MANADOBACIRITA.COM – Kementerian Komunikasi dan Digital (Kementerian Komdigi) merilis Indonesia Game Rating System (IGRS), suatu sistem rating untuk video game (gim) nasional, yang bertujuan memberikan panduan usia pengguna game yang akan dimainkan.
Program ini adalah cari pemerintah untuk melindungi anak-anak dari materi yang tidak sesuai dengan usia mereka, termasuk memberikan panduan kepada orang tua mengenai game yang akan dimainkan anak mereka.

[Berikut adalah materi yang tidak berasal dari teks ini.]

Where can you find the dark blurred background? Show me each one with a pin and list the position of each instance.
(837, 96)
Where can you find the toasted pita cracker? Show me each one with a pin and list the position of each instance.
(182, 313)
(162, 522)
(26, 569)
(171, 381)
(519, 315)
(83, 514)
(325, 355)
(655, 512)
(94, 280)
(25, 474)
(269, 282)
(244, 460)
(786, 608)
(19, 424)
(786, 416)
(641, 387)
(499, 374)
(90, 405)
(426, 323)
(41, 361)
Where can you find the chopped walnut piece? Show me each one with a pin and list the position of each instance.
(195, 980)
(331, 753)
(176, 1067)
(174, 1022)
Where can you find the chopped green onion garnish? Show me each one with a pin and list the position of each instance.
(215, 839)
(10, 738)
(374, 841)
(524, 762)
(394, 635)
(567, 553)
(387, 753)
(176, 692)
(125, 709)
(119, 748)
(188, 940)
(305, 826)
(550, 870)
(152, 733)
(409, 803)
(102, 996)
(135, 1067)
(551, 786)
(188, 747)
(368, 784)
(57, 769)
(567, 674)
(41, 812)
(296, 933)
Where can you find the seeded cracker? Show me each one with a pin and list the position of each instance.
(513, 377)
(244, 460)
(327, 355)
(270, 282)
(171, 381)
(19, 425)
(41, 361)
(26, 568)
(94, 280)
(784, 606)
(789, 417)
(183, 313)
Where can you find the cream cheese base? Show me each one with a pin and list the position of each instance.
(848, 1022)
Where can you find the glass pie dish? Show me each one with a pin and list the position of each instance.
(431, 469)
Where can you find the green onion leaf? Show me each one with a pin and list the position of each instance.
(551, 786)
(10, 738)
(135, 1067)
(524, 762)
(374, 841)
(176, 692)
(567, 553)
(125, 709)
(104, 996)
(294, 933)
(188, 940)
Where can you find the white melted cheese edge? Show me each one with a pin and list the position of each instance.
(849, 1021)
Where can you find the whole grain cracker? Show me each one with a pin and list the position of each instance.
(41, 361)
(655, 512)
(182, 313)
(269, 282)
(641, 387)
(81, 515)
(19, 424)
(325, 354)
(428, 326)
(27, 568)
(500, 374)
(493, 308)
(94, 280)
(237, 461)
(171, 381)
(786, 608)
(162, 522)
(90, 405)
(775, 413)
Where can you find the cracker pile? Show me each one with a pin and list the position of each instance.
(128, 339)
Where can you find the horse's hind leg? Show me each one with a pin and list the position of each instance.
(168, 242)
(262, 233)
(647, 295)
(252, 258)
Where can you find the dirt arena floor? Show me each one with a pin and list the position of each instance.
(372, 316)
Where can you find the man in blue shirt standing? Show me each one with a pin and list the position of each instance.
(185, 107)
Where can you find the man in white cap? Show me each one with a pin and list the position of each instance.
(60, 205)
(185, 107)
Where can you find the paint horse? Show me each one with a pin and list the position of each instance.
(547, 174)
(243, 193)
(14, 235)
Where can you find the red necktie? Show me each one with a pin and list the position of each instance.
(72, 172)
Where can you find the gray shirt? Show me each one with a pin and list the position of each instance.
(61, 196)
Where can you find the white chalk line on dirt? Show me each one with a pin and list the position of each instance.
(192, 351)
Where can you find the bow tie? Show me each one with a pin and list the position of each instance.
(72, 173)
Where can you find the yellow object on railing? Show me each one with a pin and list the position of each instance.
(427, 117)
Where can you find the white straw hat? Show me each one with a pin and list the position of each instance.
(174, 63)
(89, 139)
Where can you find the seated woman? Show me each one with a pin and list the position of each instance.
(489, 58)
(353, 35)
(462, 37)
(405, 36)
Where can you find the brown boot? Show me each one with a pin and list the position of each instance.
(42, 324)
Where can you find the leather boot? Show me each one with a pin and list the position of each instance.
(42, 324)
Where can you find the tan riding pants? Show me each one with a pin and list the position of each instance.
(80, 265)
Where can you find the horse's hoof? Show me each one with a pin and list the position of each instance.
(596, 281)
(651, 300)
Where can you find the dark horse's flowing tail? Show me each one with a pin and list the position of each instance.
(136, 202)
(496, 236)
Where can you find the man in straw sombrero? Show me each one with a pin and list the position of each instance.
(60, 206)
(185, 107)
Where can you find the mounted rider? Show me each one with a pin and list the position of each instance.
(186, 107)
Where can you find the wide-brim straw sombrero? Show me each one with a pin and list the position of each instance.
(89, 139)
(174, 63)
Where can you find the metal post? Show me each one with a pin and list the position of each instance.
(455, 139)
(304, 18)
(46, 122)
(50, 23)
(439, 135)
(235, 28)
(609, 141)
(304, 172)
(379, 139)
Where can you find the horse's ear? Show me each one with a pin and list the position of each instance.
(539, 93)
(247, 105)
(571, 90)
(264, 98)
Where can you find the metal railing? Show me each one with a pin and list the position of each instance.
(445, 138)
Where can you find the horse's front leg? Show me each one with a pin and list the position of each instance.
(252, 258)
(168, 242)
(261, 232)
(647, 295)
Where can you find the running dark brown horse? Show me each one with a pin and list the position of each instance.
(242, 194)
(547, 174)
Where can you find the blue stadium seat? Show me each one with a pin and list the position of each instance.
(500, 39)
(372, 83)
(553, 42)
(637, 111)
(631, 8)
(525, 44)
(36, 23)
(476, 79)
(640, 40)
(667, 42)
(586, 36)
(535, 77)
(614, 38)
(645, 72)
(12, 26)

Menteri Komdigi, Meutya Hafid, saat kegiatan Indonesia Game Developer Exchange (IGDX) Conference 2025 di Bali, menjelaskan jika penerapan IGRS ini, sebagai bentuk perlindungan untuk para gamers terutama anak-anak, sekaligus melindungi industri game.
“Orang tua bisa lebih tenang karena pengembang game ke depan akan melakukan pengumuman di dalam game, usia berapa yang tepat untuk memainkan game tersebut,” kata Meutya.
Sistem ini sendiri akan mengklasifikasikan game ke dalam lima kategori usia, yaitu 3+, 7+, 13+, 15+, dan 18+. Inisiatif ini juga menandai komitmen pemerintah dalam menciptakan ruang digital yang aman, khususnya bagi anak-anak.
“Penerapan IGRS juga merupakan bentuk pengawasan terhadap ruang digital sekaligus perwujudan PP TUNAS untuk melindungi anak-anak dari paparan konten yang tidak sesuai dengan usia,” kata Meutya kembali.
Adapun IGRS ini sudah diinisiasi sejak tahun 2016 melalui penerbitan Peraturan Menteri Komunikasi dan Informatika Nomor 11 Tahun 2016 tentang Klasifikasi Permainan Interaktif Elektronik.
Regulasi ini diperkuat dengan Peraturan Presiden Nomor 19 Tahun 2024 tentang Percepatan Pengembangan Industri Gim Nasional dan Peraturan Menteri Komunikasi dan Informatika Nomor 2 Tahun 2024 tentang Klasifikasi Gim.